Nicht so Christine Hütte, die Inhaberin der Villa Orange in der Innenstadt von Frankfurt. Ihr Motto ist: Grüner Urlaub in der Großstadt.
«Ich bin ursprünglich branchenfremd», erzählt die ehemalige Meinungsforscherin. «Ich hatte eine mehrmonatige Rucksackreise durch Australien und Neuseeland gemacht und in den Pensionen und Backpack-Hostels studiert, wo man sich wie zu Hause fühlte und wo nicht: klein, persönlich, gut eingerichtet – das gab es für Businessreisende in Frankfurt so nicht. Das wollte ich versuchen: ein Hotel, wo sich der Gast wirklich willkommen fühlt. Mein Vater unterstützte mich finanziell, und so fand ich ein ehemaliges Seniorenheim, das ich innerhalb von zwei Jahren umbauen liess.
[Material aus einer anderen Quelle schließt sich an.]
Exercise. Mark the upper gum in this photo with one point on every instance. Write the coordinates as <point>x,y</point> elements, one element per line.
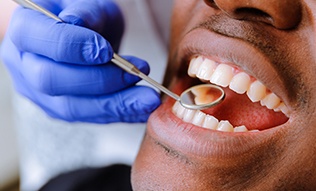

Die Menschen hier merken gar nicht, dass das Bankenviertel nur einen Steinwurf weit weg ist.“
Die meisten Biohotels haben die Corona-Zeit im Vergleich besser überstanden als andere Gastgewerbe. Wie kam das?
«Vielleicht weil wir breiter aufgestellt und flexibler sind», sagt Hütte. «Wir haben nicht nur Urlauber, sondern auch Business-Gäste. Wir machen Veranstaltungen wie den Literarischen Salon und bieten auch Raum für Tagungen. Heute versuchen viele Firmen, durch Green Meetings – das sind Tagungen, die Nachhaltigkeitsstandards entsprechen – umweltfreundlicher zu agieren.»
Wichtig ist den Bio-Hoteliers, dass man nicht nur «ein bisschen auf grün» macht, sondern 100% biologische Produkte verwendet: Von der Wandfarbe über die Marmelade am Frühstückstisch über die Bettlaken bis zur reich bestückten Bar ist alles bio.
Manchen reicht auch das nicht. Die Inhaber vom Gut Nisdorf an der Ostsee bieten nicht nur biologische Lebensmittel, sondern auch regionale an – und so kaufen sie die landwirtschaften Erzeugnisse für ihre Küche von Biobauern der Region.
Jürg Gloos und Sabine Stange erwarben vor 26 Jahren die Ruine eines alten Rittergutes – und bauten sie mit viel Handarbeit und Liebe zum Detail zu einem Biohotel mit Flair und Küstennähe, dem Gut Nisdorf, aus. Für den ehemaligen Informatiker und die ehemalige Krankenschwester war bio schon ein Lebensstil, als es noch eine Hippie-Angelegenheit war. Heute zieht das Gut Nisdorf nicht nur Bio-Liebhaber an, sondern alle möglichen Urlauber, die Ruhe und Naturnähe suchen. Nach über 24 Jahren sind sie müde geworden und haben Nachfolger gesucht.
Ich habe mich gleich in das Haus und seine Umgebung verliebt. Ebenso mein Mann und drei unserer besten Freunde. Wir haben eine Genossenschaft gegründet und vor vier Tagen das Gut Nisdorf – mit Hilfe von Bankdarlehen und Krediten vieler Freunden – erworben. Ein abenteuerlicher neuer Lebensabschnitt beginnt: Als kleine Gemeinschaft wollen wir ab nächstem Jahr ein Biohotels betreiben. Schon haben wir begonnen, die unendlich vielen Holzböden zu pflegen und zu ölen und uns in die Buchungssoftware einzuarbeiten. Ich bleibe natürlich Zeitpunkt-Redaktorin – und hoffe, dass der eine Leser oder die andere Leserin einmal den Weg zu uns an die Ostsee finden. Herzlich willkommen – und Entschuldigung für die Schleichwerbung!